Chasing AstraZeneca and Pfizer, Johnson & Johnson snags FDA nod for prostate cancer combo Akeega

Following FDA approvals for fellow PARP inhibitors made by AstraZeneca/Merck and Pfizer, Johnson & Johnson has got its own combo approval in prostate cancer. 

The tablet treatment, known commercially as Akeega, combines J&J’s androgen-directed Zytiga (abiraterone acetate) and the PARP inhibitor niraparib, which is sold by GSK as Zejula in other indications. The FDA has signed off on its use along with the corticosteroid prednisone, but only in a subset of mCRPC patients—those with BRCA mutations.

Akeega will compete with AstraZeneca and Merck’s Lynparza as well as Pfizer’s Talzenna in the indication. Eleven weeks ago, the FDA gave Lynparza the same narrow label for those with the BRCA-positive tumors. Talzenna’s approval covers a broader population, including other mutations in the homologous recombination deficiency family.

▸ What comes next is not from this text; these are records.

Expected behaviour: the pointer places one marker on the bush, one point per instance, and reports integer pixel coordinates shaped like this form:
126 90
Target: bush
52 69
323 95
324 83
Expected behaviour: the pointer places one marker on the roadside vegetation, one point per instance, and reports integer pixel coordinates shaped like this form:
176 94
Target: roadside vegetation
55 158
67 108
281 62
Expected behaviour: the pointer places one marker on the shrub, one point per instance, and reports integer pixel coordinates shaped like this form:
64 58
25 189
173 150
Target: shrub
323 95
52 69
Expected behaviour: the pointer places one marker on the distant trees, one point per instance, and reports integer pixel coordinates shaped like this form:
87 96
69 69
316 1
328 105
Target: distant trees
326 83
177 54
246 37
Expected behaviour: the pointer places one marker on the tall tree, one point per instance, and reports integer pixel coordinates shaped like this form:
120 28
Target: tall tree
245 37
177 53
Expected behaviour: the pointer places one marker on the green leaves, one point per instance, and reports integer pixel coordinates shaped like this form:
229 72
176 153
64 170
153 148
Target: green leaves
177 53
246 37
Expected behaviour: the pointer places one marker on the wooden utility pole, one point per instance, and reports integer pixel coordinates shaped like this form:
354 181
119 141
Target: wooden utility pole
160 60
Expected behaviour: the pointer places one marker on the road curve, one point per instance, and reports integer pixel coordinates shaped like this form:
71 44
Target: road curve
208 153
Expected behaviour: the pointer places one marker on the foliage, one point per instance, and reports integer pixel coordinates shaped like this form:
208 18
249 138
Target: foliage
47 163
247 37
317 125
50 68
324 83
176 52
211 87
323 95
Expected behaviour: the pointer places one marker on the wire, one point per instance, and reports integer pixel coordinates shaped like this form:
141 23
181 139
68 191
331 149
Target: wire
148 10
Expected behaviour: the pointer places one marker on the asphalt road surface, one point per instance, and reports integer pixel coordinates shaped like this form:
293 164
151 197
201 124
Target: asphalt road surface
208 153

Under a 2016 deal with Zejula’s developer Tesaro, J&J carved out rights to the drug in prostate cancer. GSK then bought out Tesaro in 2019.

The FDA’s Akeega nod was based on results of the MAGNITUDE phase 3 study, which showed the combo reduced the risk of radiographic disease progression or death by 47% in BRCA-mutant disease, compared to placebo plus Zytiga plus prednisone.

At the second interim analysis, with median follow-up at 24.8 months in the BRCA-positive subgroup, Akeega plus prednisone showed a median radiographic progression-free survival of 19.5 months compared with 10.9 months for the placebo group.

The observed safety profile of the combination was consistent with the known safety profile of each of the monotherapies, J&J said.

“This milestone, which marks the approval of Janssen’s third prostate cancer treatment, highlights the importance of advancing precision medicine approaches and genetic testing for the treatment of patients with BRCA-positive mCRPC,” Kiran Patel, M.D., Janssen’s VP of clinical development, solid tumors, said in a release.

Prostate cancer is one of the most common cancers in the U.S., with an estimated 288,300 new cases and nearly 35,000 deaths expected this year. Patients with BRCA-positive mCRPC are more likely to have aggressive disease and may experience poor outcomes and a shorter survival time.